Cellulose, a waste product in plant production, could be used to manufacture bio-additives for gasoline

Turning sawdust into gasoline

Belgian researchers have developed a method that allows turning sawdust into building blocks for gasoline that could be used as an additive in plastics or fuel.

The innovative chemical process modifies cellulose, present in non-edible plant matter such as straw, grass, cotton or paper, by removing oxygen bonded to its hydrocarbon chains while preserving the chains' structure.

“This is a new type of bio-refining, and we currently have a patent pending for it,” said Bert Lagrain from the Centre for Surface Chemistry and Catalysis at the Catholic University of Leuven who led the research.

“We have also built a chemical reactor in our lab: we feed sawdust collected from a sawmill into the reactor and add a catalyst – a substance that sets off and speeds the chemical reaction.”

With the right temperature and pressure, it takes about half a day to convert the cellulose in the wood shavings into saturated hydrocarbon chains.

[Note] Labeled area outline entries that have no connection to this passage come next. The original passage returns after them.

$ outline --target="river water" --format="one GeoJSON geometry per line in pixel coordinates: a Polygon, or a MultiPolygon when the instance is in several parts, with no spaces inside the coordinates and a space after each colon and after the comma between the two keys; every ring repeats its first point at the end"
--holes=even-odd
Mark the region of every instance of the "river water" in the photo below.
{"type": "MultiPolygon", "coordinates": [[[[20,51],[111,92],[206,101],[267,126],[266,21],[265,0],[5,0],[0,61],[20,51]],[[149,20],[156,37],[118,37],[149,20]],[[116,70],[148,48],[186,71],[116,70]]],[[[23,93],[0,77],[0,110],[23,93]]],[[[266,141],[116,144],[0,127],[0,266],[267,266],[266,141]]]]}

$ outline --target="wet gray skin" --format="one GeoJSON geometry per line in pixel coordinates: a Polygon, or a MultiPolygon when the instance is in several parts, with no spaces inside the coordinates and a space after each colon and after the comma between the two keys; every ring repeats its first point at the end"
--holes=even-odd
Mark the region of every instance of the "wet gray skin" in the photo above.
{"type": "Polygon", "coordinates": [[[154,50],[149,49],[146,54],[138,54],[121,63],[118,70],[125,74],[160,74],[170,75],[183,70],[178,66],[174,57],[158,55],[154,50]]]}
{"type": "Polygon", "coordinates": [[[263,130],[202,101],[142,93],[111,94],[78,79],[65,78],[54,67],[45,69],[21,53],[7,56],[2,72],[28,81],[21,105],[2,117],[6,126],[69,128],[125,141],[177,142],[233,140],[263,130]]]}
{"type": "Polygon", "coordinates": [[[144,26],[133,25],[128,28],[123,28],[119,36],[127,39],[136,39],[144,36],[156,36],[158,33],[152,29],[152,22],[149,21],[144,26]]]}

The team believes their invention would be particularly valuable for Europe, which doesn’t have abundant resources of oil. The hydrocarbon chains could be added into gasoline, replacing a portion of the fossil fuel. Unlike conventional energy crops, cellulose doesn’t compete for land use with food crops as it is basically a side product of any plant production.

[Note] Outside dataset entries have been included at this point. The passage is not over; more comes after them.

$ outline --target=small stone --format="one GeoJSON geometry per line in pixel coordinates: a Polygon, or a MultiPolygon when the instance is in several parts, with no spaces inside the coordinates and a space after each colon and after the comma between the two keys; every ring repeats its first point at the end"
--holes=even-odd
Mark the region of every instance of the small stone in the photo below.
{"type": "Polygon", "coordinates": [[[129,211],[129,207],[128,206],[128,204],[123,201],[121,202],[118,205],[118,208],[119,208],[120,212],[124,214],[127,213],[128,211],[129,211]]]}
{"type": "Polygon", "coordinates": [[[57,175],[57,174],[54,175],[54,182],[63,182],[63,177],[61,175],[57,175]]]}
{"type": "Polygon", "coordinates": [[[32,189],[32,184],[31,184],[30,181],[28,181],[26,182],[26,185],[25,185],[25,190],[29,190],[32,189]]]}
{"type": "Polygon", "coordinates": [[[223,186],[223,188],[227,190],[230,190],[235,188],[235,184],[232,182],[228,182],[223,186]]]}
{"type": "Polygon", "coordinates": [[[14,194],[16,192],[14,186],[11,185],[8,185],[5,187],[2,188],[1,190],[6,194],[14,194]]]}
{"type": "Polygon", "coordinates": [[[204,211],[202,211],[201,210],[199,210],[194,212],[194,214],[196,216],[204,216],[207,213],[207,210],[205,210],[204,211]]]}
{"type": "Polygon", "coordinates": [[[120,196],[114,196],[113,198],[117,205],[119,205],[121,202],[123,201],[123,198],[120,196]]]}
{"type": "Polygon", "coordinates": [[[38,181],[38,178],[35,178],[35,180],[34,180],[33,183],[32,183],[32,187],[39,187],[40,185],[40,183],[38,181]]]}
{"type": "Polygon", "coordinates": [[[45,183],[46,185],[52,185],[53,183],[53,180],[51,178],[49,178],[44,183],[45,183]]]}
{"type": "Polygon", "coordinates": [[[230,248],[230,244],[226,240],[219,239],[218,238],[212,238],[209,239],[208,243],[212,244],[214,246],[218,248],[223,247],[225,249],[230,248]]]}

“Essentially, the method allows us to make a ‘petrochemical’ product using biomass – thus bridging the worlds of bio-economics and petro chemistry,” Lagrain said.

The material can also be used to make chemicals such as ethylene, propylene and benzene – the building blocks for plastic, rubber, insulation foam or nylon.

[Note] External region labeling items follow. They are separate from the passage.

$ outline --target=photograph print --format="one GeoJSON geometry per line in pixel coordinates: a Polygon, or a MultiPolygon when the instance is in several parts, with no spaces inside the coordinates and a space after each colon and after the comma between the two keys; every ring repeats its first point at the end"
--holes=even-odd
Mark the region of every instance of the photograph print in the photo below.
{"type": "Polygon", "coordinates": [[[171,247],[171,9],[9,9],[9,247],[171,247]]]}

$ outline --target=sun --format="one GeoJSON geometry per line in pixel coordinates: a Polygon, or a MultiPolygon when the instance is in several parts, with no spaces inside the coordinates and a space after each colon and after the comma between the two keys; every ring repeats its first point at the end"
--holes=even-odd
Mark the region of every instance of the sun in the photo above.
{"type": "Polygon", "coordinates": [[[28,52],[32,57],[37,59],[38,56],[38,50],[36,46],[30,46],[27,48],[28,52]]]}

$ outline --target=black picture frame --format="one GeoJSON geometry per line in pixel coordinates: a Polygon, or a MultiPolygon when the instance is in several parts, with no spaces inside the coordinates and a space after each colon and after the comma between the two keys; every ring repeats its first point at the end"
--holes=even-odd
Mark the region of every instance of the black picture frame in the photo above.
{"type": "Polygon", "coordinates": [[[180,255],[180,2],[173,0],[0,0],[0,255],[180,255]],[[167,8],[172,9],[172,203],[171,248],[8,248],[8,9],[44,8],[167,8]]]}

“From an economic standpoint, cellulose has much potential,” said Professor Bert Sels. “Cellulose is available everywhere; it is essentially plant waste. It also produces chains of five to six hydrocarbon atoms – ‘light petrol’ in the technical jargon. We are currently facing shortages in this because it is becoming quite difficult and more expensive to distil these specific hydrocarbon chains from crude oil or shale gas.”

The research was described in an article in a recently published issue of the journal Energy & Environmental Science.